Das Gefängnis: eine Halle, unterteilt in Zellen. Bilder der zwei provisorischen Haftanstalten in Rostock gingen durch die Medien – Kritiker sprachen von „Klein Guantanamo“. Polizeihauptkommissar Maik Schroeder (35) aus Stralsund war Chef der Gefangenensammelstelle. „Am Tag kamen etwa 200 Gefangene“, erinnert er sich. „Platz war genug. Es hätten mehr reingepasst.“ Die Bedingungen seien „gar nicht so schlecht“ gewesen, meint er. „Es gab eine Klimaanlage, die Verpflegung war gut.

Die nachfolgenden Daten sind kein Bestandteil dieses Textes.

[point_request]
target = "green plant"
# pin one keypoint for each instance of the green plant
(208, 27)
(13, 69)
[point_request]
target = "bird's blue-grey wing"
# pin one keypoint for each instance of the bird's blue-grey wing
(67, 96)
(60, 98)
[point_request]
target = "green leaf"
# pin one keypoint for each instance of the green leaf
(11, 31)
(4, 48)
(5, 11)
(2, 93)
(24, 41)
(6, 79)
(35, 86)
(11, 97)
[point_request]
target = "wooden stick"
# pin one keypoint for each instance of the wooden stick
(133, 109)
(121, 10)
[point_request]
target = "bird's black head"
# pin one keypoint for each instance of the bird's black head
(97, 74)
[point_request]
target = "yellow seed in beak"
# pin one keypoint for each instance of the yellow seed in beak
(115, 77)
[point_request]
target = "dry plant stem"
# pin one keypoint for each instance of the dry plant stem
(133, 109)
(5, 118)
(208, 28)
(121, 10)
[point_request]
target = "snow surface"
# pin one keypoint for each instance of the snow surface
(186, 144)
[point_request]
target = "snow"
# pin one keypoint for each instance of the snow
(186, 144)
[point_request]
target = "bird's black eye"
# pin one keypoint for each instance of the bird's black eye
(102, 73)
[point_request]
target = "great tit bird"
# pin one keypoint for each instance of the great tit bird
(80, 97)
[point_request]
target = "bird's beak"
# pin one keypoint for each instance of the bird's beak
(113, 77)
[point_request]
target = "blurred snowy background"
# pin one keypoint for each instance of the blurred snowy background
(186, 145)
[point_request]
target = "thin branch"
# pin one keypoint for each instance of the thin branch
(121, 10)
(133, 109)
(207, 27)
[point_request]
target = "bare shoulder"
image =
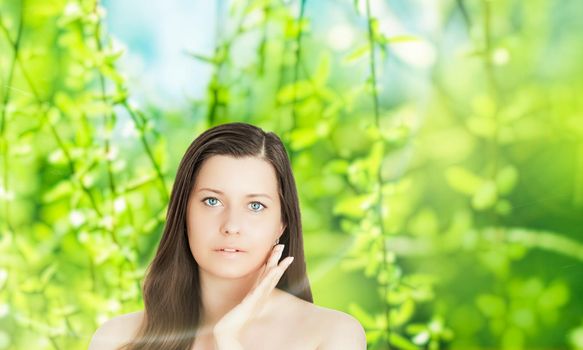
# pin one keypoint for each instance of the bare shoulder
(330, 329)
(342, 331)
(116, 331)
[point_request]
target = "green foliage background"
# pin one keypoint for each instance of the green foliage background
(442, 206)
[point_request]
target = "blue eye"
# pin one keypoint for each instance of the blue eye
(210, 199)
(256, 206)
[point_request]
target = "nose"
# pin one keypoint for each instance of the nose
(231, 224)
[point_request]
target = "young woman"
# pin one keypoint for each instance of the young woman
(218, 280)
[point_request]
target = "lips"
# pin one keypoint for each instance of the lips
(230, 250)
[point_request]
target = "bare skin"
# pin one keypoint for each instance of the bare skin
(305, 325)
(242, 307)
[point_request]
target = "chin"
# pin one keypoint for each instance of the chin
(227, 268)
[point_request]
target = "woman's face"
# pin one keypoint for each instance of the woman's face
(234, 203)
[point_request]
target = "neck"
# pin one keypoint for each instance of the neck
(220, 295)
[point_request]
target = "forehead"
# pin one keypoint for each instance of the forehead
(237, 175)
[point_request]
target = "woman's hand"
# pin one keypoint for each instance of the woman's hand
(228, 329)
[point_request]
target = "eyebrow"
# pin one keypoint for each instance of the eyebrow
(249, 195)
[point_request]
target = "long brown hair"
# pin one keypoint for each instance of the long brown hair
(171, 290)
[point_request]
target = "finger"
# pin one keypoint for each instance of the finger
(281, 268)
(275, 255)
(270, 263)
(266, 285)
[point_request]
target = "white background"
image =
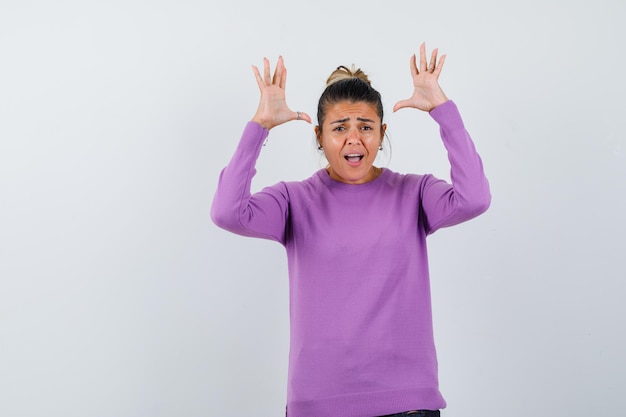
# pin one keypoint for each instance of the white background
(119, 297)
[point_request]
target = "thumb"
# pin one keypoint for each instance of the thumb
(402, 104)
(300, 115)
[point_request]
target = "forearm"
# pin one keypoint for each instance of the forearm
(469, 194)
(234, 208)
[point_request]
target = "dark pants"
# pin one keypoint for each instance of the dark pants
(420, 413)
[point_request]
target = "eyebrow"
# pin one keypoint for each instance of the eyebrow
(359, 119)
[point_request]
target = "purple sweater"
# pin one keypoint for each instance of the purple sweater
(361, 333)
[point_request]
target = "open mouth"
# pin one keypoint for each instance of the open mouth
(354, 157)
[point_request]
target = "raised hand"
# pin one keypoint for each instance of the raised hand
(427, 94)
(273, 109)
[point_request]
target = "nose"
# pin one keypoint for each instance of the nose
(353, 137)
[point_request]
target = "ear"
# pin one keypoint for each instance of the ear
(318, 135)
(383, 129)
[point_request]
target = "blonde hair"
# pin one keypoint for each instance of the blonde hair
(343, 73)
(348, 84)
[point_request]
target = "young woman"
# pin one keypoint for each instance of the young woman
(361, 333)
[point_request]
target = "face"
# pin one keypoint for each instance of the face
(350, 137)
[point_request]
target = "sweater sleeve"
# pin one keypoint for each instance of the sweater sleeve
(234, 208)
(468, 196)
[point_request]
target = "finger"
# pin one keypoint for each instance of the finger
(266, 71)
(413, 65)
(283, 81)
(402, 104)
(278, 72)
(423, 57)
(257, 75)
(439, 66)
(433, 60)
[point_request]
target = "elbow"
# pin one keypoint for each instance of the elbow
(481, 204)
(478, 204)
(222, 217)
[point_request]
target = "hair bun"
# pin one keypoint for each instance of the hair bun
(343, 73)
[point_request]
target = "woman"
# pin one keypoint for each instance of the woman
(361, 334)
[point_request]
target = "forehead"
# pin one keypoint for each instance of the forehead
(351, 110)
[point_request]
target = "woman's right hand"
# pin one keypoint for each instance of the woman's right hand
(273, 109)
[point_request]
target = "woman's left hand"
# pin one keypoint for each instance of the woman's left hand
(427, 94)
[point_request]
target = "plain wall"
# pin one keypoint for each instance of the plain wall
(119, 297)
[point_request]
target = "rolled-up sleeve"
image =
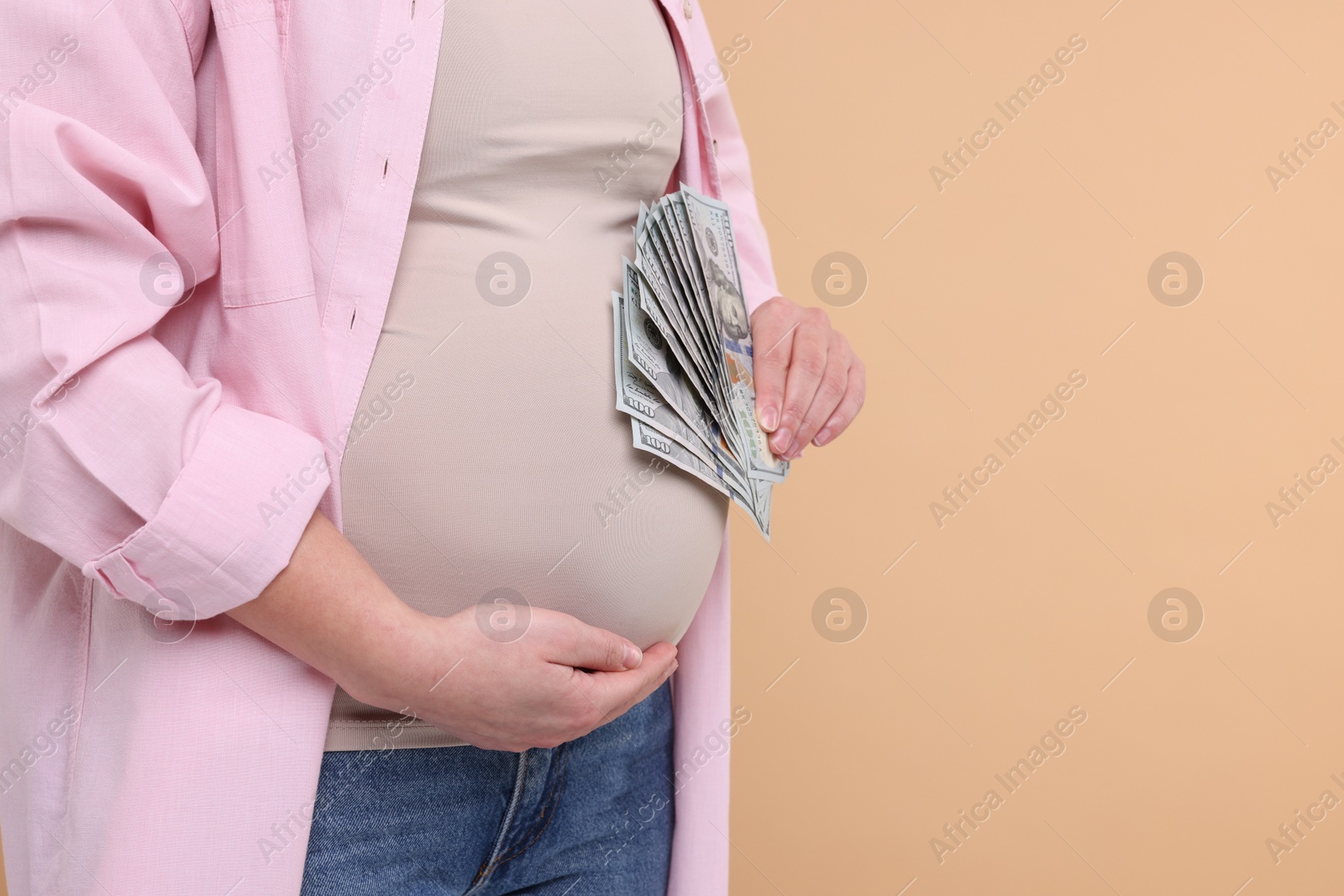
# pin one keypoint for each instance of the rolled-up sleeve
(112, 454)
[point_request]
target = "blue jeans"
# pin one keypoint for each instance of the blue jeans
(591, 817)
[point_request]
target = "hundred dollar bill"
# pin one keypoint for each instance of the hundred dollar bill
(649, 439)
(647, 352)
(655, 269)
(714, 242)
(638, 398)
(642, 311)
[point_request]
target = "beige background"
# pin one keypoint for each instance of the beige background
(1034, 598)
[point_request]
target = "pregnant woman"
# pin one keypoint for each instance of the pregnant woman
(327, 563)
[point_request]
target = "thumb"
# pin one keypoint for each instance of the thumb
(586, 647)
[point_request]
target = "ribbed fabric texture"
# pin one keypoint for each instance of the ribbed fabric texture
(488, 452)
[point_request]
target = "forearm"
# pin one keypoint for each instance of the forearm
(331, 609)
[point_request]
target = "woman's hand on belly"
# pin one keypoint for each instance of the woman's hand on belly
(559, 680)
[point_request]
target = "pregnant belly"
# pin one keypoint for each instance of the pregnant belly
(496, 461)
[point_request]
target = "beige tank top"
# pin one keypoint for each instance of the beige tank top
(487, 453)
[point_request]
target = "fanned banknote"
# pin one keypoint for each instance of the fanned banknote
(685, 356)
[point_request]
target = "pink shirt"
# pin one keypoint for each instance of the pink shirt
(160, 452)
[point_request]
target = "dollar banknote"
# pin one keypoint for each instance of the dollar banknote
(683, 352)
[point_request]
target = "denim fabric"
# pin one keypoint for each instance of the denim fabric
(591, 817)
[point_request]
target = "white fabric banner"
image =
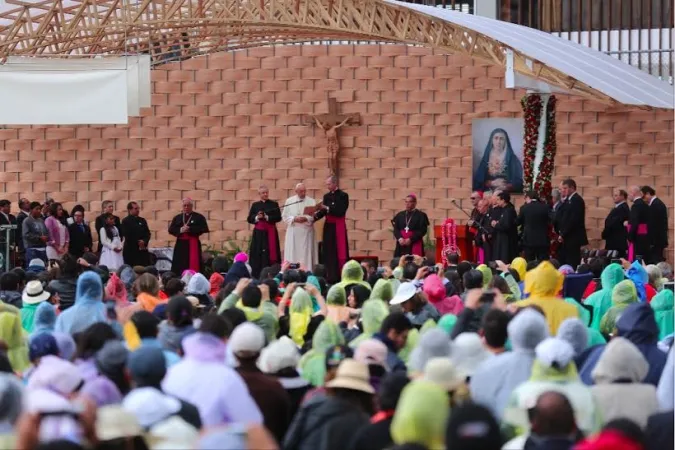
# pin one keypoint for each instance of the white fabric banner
(63, 97)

Wir konnten sogar Gerichte für Vegetarier anbieten.“ Natürlich, schränkt er ein: „Schön war’s nicht. Aber so eine Festnahme ist kein Hotelaufenthalt.“ Einmal gingen Demonstranten gegen den Zaun vor. „Das einzige Mal, dass wir raus mussten, mit Helm und Schlagstock.“ Eingesetzt worden sei der Stock aber nicht.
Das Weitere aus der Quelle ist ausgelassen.